At the base of a beautiful, lofty mountain peak, in a hidden little valley dwelled a bustling village. In this village, the people passed their days in an unusual pastime. Each person carried a bucket in his or her hand at all times and kept a pocket or a little purse full of pebbles. Every day, the villagers went to market, their place of work, or to visit with their neighbors. When they told an idea or a belief, right or wrong, they would take a pebble out of their purse of pocket, and drop into the bucket of the person to whom they were speaking.
The people in this village did not actually know much about the world. They kept within the boundaries of their village, and no outside visitors knew to find them. still, the villages felt sure of what the world wa like, the nature of God and the Universe, who made the best bread in the village, etc. of course, every villager had a different opinion about these things, but each one felt convinced that he or she was right. Now having a bucket full of pebbles was a sign of greatness and knowledge, so no one ever emptied his or her bucket. As the days, months, and years passed some buckets got to be extra heavy.
One day, a young girl felt inspired to leave the village, to go see what she could see from the top of the nearby mountain peak. No one had ever been there before because people were busy passing pebbles. Some had tried, but their buckets were so heavy that they would grow tired and quit, or they were afraid that their heats would give out. In time, nobody bothered trying anymore. Unlike the others, this girl decided she would make it to the top of the mountain.
She set out early that morning to get a fresh start. Though she was young, and her bucket was only partly full, it was still quite heavy, and she had to walk slowly. As the sun rose, her family and neighbors discovered that she had left, and they could faintly see her as a small spot moving up the side of the mountain.
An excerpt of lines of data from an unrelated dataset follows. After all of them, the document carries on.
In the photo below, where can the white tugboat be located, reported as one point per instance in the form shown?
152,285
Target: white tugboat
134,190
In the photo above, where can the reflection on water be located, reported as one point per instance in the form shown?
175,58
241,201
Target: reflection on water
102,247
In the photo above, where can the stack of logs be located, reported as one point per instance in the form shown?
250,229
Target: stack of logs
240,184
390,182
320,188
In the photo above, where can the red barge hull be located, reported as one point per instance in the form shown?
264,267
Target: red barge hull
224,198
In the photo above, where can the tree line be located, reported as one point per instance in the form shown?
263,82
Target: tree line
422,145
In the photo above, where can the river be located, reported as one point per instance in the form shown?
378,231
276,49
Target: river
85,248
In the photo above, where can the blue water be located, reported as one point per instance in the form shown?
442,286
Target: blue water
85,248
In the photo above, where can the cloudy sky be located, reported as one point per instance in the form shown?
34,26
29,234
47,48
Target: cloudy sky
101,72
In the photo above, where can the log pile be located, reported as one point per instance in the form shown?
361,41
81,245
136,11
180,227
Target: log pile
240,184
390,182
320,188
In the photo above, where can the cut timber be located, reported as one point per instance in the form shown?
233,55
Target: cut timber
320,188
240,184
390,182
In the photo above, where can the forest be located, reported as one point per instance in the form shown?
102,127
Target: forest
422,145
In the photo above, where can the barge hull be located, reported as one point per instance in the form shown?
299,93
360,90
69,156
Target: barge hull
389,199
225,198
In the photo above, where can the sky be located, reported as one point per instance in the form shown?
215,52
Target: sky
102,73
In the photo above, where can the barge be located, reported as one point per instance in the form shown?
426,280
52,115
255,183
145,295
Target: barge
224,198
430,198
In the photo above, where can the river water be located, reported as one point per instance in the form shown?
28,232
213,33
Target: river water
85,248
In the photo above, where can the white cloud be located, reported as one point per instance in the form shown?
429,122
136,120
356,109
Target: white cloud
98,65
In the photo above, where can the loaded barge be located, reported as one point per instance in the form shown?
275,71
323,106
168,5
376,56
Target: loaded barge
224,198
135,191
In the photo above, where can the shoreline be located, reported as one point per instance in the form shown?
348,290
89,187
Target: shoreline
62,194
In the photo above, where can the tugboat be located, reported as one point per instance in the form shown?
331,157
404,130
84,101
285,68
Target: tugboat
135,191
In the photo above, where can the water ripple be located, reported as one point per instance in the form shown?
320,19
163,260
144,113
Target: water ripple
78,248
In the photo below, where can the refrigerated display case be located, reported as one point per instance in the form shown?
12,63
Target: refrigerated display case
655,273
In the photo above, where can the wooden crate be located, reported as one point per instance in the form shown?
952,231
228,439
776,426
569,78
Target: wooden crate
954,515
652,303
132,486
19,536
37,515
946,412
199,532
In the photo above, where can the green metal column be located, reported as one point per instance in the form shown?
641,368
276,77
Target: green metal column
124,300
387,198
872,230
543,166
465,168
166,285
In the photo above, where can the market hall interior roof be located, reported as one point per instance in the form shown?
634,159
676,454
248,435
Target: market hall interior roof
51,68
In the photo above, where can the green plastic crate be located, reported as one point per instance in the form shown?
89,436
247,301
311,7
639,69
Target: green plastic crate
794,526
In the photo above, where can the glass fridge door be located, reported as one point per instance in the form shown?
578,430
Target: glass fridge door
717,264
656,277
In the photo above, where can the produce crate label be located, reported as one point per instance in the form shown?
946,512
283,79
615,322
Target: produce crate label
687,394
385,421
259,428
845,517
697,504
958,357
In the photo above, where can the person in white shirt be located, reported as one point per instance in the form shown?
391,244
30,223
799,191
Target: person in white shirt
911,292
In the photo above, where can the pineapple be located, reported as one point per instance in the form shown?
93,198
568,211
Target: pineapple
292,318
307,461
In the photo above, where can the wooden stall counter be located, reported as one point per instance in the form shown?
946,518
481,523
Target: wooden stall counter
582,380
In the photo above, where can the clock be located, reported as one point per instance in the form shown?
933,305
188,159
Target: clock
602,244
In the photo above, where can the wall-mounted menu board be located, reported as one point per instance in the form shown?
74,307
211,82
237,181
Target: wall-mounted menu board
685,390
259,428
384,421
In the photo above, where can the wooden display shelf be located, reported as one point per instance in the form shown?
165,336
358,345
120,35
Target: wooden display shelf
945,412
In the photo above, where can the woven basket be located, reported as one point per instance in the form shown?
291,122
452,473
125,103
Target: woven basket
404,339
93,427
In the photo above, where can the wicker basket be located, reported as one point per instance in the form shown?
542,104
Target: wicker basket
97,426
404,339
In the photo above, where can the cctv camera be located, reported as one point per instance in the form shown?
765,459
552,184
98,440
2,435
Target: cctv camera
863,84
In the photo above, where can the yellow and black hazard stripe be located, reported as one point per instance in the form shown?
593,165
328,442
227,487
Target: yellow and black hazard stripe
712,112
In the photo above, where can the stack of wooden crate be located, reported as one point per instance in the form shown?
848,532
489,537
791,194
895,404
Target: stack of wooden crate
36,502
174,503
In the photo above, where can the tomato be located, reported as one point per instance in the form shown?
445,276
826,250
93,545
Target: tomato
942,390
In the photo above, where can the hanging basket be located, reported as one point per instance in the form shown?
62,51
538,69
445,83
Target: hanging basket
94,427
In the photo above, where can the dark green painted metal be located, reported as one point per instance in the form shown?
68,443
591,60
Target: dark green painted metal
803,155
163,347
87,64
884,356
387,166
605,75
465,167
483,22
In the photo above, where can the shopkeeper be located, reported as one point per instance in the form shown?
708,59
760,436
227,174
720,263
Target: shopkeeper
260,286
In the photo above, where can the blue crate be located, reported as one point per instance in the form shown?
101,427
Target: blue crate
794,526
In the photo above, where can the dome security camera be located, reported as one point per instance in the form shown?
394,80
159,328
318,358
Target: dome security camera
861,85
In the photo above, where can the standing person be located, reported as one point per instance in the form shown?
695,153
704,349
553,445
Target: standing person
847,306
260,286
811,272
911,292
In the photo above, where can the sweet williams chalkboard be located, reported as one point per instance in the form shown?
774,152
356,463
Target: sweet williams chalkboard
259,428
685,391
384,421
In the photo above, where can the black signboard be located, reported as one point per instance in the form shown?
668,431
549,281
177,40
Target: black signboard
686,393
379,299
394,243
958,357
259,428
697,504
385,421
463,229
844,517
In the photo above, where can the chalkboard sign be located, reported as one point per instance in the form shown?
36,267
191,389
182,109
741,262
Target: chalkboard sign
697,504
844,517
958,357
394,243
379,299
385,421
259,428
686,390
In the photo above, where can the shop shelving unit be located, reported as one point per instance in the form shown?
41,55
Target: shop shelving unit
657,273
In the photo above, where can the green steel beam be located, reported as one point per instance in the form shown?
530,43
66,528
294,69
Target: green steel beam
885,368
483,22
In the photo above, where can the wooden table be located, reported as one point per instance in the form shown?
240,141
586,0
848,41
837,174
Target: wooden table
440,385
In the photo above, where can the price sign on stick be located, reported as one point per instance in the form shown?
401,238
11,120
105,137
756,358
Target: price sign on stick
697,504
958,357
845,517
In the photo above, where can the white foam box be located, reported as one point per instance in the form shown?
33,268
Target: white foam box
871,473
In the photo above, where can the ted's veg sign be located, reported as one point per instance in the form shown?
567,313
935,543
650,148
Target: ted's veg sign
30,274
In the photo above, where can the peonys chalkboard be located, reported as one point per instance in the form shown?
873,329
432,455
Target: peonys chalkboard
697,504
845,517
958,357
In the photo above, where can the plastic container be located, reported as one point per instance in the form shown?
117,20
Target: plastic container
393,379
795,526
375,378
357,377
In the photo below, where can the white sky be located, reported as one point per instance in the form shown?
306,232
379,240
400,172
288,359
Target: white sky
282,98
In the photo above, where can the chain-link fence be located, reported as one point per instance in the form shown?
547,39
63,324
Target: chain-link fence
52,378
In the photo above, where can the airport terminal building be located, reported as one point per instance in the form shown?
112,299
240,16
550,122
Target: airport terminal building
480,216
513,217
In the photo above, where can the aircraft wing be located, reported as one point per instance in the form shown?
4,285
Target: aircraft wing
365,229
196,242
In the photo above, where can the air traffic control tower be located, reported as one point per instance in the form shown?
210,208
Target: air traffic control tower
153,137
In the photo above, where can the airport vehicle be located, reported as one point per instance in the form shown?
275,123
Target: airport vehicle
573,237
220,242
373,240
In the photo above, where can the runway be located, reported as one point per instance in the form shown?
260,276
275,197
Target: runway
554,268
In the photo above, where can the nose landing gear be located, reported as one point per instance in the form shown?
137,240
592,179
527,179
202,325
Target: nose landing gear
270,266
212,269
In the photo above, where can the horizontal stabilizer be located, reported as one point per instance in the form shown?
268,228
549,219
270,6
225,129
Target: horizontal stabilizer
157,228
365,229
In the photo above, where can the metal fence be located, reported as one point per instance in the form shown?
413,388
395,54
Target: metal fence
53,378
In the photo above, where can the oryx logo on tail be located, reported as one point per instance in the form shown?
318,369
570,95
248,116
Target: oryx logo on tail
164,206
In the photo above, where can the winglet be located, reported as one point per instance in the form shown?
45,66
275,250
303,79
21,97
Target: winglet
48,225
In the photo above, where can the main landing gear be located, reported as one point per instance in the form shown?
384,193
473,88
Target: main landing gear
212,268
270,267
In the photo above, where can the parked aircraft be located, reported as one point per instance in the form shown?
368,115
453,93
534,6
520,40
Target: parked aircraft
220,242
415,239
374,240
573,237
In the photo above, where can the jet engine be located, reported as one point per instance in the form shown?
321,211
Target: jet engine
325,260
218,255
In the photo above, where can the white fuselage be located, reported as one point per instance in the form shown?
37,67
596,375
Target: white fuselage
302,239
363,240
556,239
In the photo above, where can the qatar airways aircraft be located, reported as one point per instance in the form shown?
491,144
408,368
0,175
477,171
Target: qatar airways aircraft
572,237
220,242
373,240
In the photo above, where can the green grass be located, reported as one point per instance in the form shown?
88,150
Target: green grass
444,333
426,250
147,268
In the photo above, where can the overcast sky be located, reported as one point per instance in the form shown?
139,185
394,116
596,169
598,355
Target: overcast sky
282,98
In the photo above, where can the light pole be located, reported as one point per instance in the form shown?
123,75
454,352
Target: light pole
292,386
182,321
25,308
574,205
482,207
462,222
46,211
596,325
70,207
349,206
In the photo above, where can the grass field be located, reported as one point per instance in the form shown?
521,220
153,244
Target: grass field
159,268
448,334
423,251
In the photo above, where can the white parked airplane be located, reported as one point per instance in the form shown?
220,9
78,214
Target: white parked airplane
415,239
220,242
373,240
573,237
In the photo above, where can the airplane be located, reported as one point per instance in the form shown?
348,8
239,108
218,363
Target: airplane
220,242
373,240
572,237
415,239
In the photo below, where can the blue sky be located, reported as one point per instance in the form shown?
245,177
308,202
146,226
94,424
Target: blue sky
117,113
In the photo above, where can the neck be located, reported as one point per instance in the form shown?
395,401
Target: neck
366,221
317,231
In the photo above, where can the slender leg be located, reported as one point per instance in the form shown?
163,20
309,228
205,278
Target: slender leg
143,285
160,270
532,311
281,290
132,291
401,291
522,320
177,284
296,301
They filled one another’s buckets with opinions and judgments about her, and had to replenish their pockets and purses just to get through the gossip before lunchtime!
Meanwhile, the girl had climbed into the heat of the day, her heavy bucket dragging along beside her. Under a shade tree, near a cool brook, she though, “my journey will be easier if I take some of these pebbles out of my bucket.” This proved difficult because each pebble represented an idea or belief that she had accepted. Some of them she doubted were true, but she felt soothed by them, so she kept them. She kept nearly all of them, but she did find three ideas she was willing to get go of and so she removed three pebbles.
She continued her climb and discovered that as she gained height up the mountain she could see that some of her ideas and beliefs simply were not true! Hers was not the only valley in the world, for example. She could see two others! She discovered a flower growing that someone had told her was extinct! She did have the heart to climb – it had not quit and neither had she! With each new insight, she took out more pebbles.
The climb grew steeper and rockier, but she held firm in her determination to make it to the top. As she climbed, her bucket banged noisily against the rocks. It had been heavy in the beginning, but it was getting amazingly lighter as she went on alone. Onward she hiked into the cloud cover.
Sometime in the late afternoon, as she rested on the crest of a great boulder, she noticed something she could not remember seeing before. Her bucket was empty! Looking into the bucket, she saw the holes that the jagged rocks made when she had banged her bucket against them during the climb. Her pebbles had all spilled out!
The girl had a moment of regret. “How will I remember my ideas and beliefs now?” she cried. Through her tears, she saw the clouds parting below her. As she looked around, she realized that she was sitting on top of the mountain! She had a view of the world as it truly was. It was spectacular! Her village in the valley lay below her, and beyond it, she could see even higher mountains with valleys between. Perhaps there were even more villages.
She then knew in her that that nothing that had been put in her bucket was real. The truths she had discovered on her own – from her own effort – had always been there! She only needed to get a high enough perspective.
As her heart delighted in the pleasure of her knowing, she set down the bucket forever and began her journey home to share what she had just attained.
So starting today, may we empty our buckets of that which is not our truth and allow it to be filled with drops of love.